Intel's designers added the bound instruction to allow a quick check of the range of a value in a register. This is useful in Pascal, for example, which checking array bounds validity and when checking to see if a subrange integer is within an allowable range. There are two problems with this instruction, however. On 80486 and Pentium/586 processors, the bound instruction is generally slower than the sequence of instructions it would replace:
     cmp     reg, LowerBound
     jl      OutOfBounds
     cmp     reg, UpperBound
     jg      OutOfBounds
On the 80486 and Pentium/586 chips, the sequence above only requires four clock cycles assuming you can use the immediate addressing mode and the branches are not taken; the bound instruction requires 7-8 clock cycles under similar circumstances and also assuming the memory operands are in the cache. A second problem with the bound instruction is that it executes an int 5 if the specified register is out of range. IBM, in their infinite wisdom, decided to use the int 5 interrupt handler routine to print the screen. Therefore, if you execute a bound instruction and the value is out of range, the system will, by default, print a copy of the screen to the printer. If you replace the default int 5 handler with one of your own, pressing the PrtSc key will transfer control to your bound instruction handler. Although there are ways around this problem, most people don't bother since the bound instruction is so slow.

Fun with NULL pointers, part 2

Posted Jul 23, 2009 8:54 UTC (Thu) by etienne_lorrain@yahoo.fr (guest, #38022) [Link]

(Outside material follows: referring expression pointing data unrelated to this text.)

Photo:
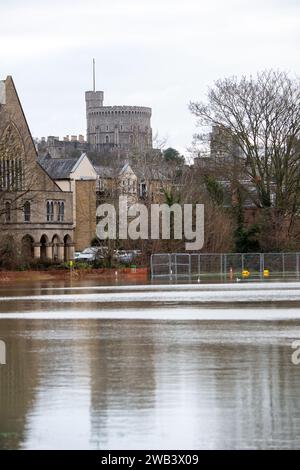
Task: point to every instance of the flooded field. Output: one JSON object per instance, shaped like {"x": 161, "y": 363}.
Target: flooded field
{"x": 150, "y": 367}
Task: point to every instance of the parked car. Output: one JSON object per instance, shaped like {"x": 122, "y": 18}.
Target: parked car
{"x": 128, "y": 256}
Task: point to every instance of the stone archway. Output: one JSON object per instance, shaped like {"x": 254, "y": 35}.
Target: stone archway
{"x": 68, "y": 248}
{"x": 44, "y": 245}
{"x": 27, "y": 248}
{"x": 56, "y": 246}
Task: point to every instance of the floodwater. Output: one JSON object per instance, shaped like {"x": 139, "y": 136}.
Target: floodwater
{"x": 150, "y": 367}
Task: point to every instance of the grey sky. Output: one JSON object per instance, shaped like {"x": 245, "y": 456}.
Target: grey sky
{"x": 158, "y": 53}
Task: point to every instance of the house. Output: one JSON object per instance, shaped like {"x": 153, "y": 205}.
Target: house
{"x": 35, "y": 212}
{"x": 78, "y": 176}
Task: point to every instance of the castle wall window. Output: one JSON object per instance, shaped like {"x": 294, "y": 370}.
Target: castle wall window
{"x": 27, "y": 211}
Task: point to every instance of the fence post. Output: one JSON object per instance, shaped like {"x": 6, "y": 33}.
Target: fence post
{"x": 261, "y": 265}
{"x": 151, "y": 266}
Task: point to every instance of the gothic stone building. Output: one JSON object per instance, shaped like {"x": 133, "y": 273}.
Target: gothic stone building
{"x": 33, "y": 208}
{"x": 126, "y": 128}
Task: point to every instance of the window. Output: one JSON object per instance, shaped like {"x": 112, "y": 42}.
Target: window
{"x": 61, "y": 211}
{"x": 27, "y": 211}
{"x": 50, "y": 211}
{"x": 7, "y": 212}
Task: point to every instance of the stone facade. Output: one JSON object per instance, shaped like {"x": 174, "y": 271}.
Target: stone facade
{"x": 77, "y": 175}
{"x": 85, "y": 232}
{"x": 117, "y": 127}
{"x": 34, "y": 210}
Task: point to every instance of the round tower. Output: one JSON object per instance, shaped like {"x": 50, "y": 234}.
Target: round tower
{"x": 123, "y": 127}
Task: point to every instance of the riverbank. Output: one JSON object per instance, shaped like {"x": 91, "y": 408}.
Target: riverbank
{"x": 141, "y": 274}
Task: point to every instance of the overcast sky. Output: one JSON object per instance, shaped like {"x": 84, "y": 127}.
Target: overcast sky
{"x": 157, "y": 53}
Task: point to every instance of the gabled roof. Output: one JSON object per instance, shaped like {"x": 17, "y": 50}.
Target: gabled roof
{"x": 112, "y": 171}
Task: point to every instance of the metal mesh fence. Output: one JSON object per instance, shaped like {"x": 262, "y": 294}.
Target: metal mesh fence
{"x": 225, "y": 266}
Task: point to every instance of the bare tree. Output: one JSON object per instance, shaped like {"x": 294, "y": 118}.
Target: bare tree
{"x": 261, "y": 117}
{"x": 258, "y": 119}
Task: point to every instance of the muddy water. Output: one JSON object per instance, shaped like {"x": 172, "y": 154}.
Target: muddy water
{"x": 148, "y": 367}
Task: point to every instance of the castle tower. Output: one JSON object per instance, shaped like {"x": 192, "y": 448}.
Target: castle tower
{"x": 116, "y": 127}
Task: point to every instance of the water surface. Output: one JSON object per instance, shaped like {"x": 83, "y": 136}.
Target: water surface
{"x": 195, "y": 367}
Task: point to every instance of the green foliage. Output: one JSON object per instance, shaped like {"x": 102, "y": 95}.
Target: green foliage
{"x": 246, "y": 239}
{"x": 172, "y": 155}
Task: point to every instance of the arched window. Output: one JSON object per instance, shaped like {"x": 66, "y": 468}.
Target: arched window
{"x": 27, "y": 211}
{"x": 7, "y": 212}
{"x": 50, "y": 211}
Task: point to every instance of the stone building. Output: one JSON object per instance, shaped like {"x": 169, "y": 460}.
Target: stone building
{"x": 116, "y": 127}
{"x": 34, "y": 210}
{"x": 69, "y": 147}
{"x": 79, "y": 176}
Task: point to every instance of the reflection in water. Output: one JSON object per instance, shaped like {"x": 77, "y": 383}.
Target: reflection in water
{"x": 144, "y": 383}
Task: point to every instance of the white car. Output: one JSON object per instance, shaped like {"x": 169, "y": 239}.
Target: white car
{"x": 90, "y": 254}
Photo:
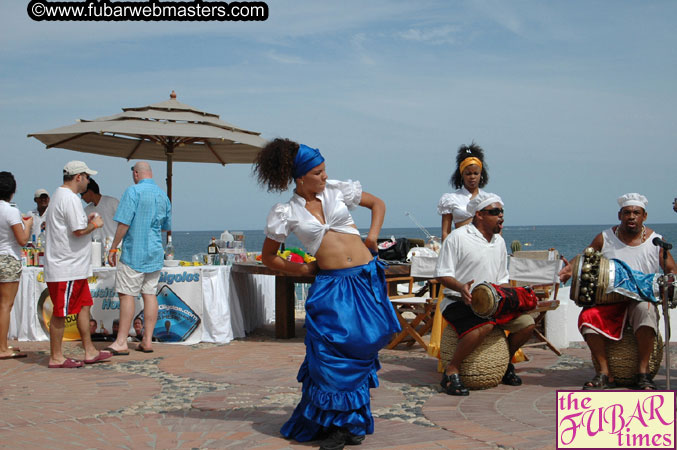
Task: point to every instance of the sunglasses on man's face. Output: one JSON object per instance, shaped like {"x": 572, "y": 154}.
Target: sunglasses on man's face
{"x": 494, "y": 211}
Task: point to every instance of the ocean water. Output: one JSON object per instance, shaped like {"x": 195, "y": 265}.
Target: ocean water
{"x": 568, "y": 239}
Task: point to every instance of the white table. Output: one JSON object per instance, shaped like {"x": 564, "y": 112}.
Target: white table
{"x": 228, "y": 307}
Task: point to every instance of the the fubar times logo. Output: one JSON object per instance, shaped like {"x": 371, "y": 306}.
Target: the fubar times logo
{"x": 616, "y": 419}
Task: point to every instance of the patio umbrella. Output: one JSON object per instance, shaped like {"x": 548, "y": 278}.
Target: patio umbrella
{"x": 169, "y": 130}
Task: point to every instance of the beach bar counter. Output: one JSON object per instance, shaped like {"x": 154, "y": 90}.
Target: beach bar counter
{"x": 196, "y": 304}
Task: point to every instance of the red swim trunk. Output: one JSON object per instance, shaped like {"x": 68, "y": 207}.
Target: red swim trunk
{"x": 68, "y": 297}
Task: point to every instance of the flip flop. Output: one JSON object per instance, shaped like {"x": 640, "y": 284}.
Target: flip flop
{"x": 114, "y": 352}
{"x": 102, "y": 356}
{"x": 67, "y": 364}
{"x": 14, "y": 355}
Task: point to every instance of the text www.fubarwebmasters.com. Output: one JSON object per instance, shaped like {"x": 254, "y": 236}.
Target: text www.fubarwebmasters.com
{"x": 152, "y": 10}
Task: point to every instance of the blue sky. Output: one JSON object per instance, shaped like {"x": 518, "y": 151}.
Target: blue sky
{"x": 573, "y": 102}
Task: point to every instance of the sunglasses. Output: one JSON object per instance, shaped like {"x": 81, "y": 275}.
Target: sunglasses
{"x": 494, "y": 211}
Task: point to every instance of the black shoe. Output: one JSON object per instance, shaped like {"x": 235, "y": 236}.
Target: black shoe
{"x": 335, "y": 441}
{"x": 354, "y": 439}
{"x": 510, "y": 378}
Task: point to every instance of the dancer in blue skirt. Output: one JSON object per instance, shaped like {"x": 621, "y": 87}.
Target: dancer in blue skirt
{"x": 348, "y": 315}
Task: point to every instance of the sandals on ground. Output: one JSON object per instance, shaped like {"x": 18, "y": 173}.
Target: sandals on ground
{"x": 452, "y": 385}
{"x": 600, "y": 381}
{"x": 644, "y": 382}
{"x": 510, "y": 378}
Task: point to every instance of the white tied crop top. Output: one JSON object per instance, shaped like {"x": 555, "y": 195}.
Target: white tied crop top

Nowadays, if you are not in a tight loop written in assembly, you no more count the number of cycles of instructions but the amount of time it takes to load it into the layer 1 memory cache, and the time to reload the previous cache line after executing your instruction, it is basically proportional to the size of the instruction.
The two cmp solution needs 16 bytes (in protected mode) if the out-of-bound handler is within 256 bytes of the test, and 32 bytes if not: that is a complete cache line.
The bound solution needs 8 bytes, mostly because it does not encode the out-of-bound address handler.
The difference loading the other 24 bytes is a lot more significant than the 4 cycles difference.
Even the failed branch prediction you will probably get is more important - even the fact that you have polluted the branch prediction cache is probably more important.
The default INT5 screen print handler is not accessible under Linux, BIOS is not mapped and the APIC is configured differently, if I remember well you have a SIGBUS exception in user mode and something as easy to trap/abort in kernel mode.